Я ушел из гранитного дома на Мойке в двенадцатом часу, до того, как сестры и муж вернулись из театра. Я был трезв и мог ступать по одной доске, но много лучше было шататься, и я раскачивался из стороны в сторону, распевая на только что выдуманном мною языке[402].
Казалось бы, все ясно, и непонятно, к чему столь обильное цитирование. Но природа повествовательной двусмысленности такова, что раз не сказано прямо, то при желании можно ухватиться за элемент проклятой неопределенности. Вот что писал — в 2016 году! — почтенный бабелевед:
Мысль о судьбе как о чем-то жизнеполагающем и тревожном плохо вяжется с намеком на обычный секс à la Мопассан <…> Мастер откровенных эротических эффектов, Бабель на сей раз предлагает возможность двоякой интерпретации «интертекстуальной» фразы о лошади, замедлившей шаг. Секс не состоялся <…> И неудачливый любовник уходит[403].
Однако поведение бабелевского рассказчика по уходе из дома Раисы вовсе не свидетельствует о его неудачливости. Напротив, хотя детали сексуального поединка à la Мопассан (да сексуальная сцена не выписана и у Мопассана) опущены, ясно дается понять, что у рассказчика было время протрезветь, что удалился он только тогда, когда это диктовалось приличиями, и что домой он шел в приподнятом настроении, пританцовывая и распевая, тревожным контрастом к чему предстояло стать чтению биографии Мопассана — нонфикшн, резко отличной от той мопассановской фикшн, которой он столь успешно занимался с Раисой на бумаге и в жизни.
9. В главе XIV «Похождений бравого солдата Швейка»[404]
Поручик Лукаш приказывает своему денщику Швейку исполнять каждое желание <прибывшей в гости> барыни, которое <тот> прочтет в ее глазах. Дама отдает множество распоряжений по хозяйству, и Швейк их выполняет. Постепенно приближается развязка.
Дама вынула из комода чистое постельное белье и сама переменила наволочки <…> Было видно, что она делает это с любовью к постели. Этот предмет заставлял чувственно трепетать ее ноздри. Затем она послала Швейка за обедом и вином, а сама между тем переоделась в прозрачный утренний капот, в котором выглядела необычайно соблазнительно <…> и легла в постель <…>
— Швейк! — раздалось вдруг из спальни <…> Швейк открыл дверь и увидел молодую даму в грациозной позе на подушках. — Войдите.
Швейк подошел к постели. Как-то особенно улыбаясь, она смерила взглядом его коренастую фигуру и мясистые ляжки. Затем, приподнимая нежную материю, которая <…> скрывала все, приказала строго: — Снимите башмаки и брюки. Покажите <…>
Когда поручик вернулся из казарм, бравый солдат Швейк мог с чистой совестью отрапортовать: — <… В>се желания барыни я исполнил <…> не за страх, а за совесть, согласно вашему приказанию.
— Спасибо, Швейк… Много у нее было желаний? — Так, примерно, шесть <…> Теперь она спит как убитая от этой езды. Я исполнил все ее желания, какие только смог прочесть в ее глазах.

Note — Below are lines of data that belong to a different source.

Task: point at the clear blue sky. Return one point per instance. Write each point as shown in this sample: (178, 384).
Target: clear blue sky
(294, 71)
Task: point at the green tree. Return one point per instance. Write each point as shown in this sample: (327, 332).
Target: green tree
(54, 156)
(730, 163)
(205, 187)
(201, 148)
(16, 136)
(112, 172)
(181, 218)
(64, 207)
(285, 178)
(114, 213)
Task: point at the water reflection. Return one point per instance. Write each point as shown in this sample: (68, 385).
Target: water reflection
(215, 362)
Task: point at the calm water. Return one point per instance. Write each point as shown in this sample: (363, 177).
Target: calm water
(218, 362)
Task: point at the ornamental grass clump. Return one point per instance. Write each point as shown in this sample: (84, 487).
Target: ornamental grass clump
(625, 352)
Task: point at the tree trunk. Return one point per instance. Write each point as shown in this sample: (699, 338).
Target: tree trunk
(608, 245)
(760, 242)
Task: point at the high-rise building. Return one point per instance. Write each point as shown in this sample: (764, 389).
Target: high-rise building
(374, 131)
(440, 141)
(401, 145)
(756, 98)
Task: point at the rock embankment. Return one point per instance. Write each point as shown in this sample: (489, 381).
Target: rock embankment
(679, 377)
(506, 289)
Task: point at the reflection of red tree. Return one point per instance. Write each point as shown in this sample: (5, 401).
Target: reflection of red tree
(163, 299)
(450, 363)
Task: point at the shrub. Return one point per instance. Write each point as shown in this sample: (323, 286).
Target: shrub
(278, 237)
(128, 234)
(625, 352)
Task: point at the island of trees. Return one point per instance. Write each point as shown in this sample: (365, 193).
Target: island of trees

Любовь дамы к постели, постепенно раскрывающаяся во всей своей полноте, окутывает ситуацию карнавального обмена сексуальными ролями между слугой и господином иронической аурой домашности; контрапунктную роль играет и непроницаемая наивность поручика (вспомним госпожу де Турвель). Эпизод венчается роскошной пуантой, которая сочетает издевку над этой наивностью и над соблюдением воинской дисциплины с числовым показателем исполнительности. Впрочем, при желании оспорить его точность взыскательный гашековед может задаться вопросами о том, чьи желания подсчитывались и в каких единицах, а также включить в эту цифру и невинные хозяйственные пожелания гостьи. Кроме того, на выбор автором именно этой цифры могла повлиять ее укорененность в литературной традиции (о чем ниже, в п. 12).

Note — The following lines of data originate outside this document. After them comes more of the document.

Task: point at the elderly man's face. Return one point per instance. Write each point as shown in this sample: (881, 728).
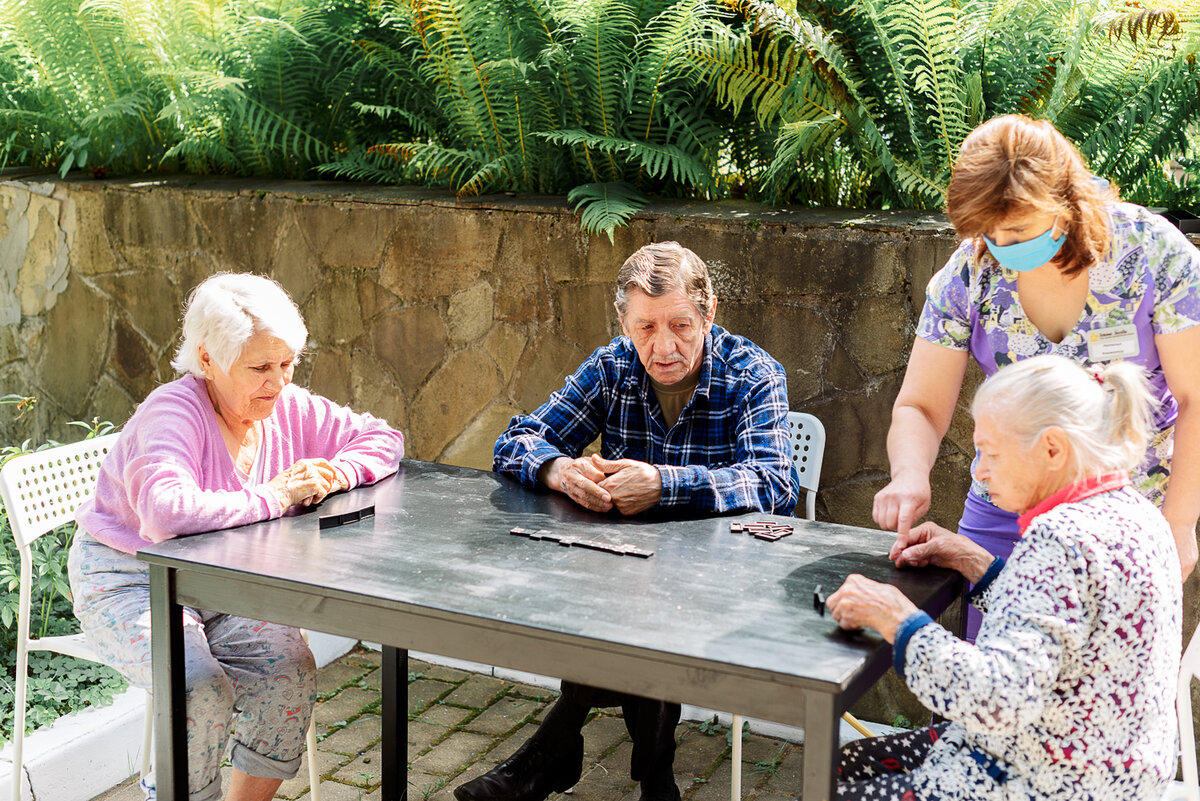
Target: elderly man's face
(249, 391)
(667, 333)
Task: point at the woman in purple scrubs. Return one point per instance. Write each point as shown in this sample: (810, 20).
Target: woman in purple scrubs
(1050, 263)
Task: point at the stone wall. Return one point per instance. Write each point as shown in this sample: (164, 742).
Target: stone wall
(448, 317)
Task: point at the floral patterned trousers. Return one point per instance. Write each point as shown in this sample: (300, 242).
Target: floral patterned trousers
(880, 769)
(247, 681)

Это еще один случай виртуозного иносказания, призванного, ничего не назвав прямо, дать ясное представление о происходящем. Не хватает разве что сведений о позах, принимаемых участниками.
10. Но в мировой литературе нередки и такие сюжеты, отвечающие на честолюбивый повествовательный вызов: сохраняя внешнюю пристойность, нарисовать адекватную, графически четкую картину любовной сцены, иногда достаточно прихотливую.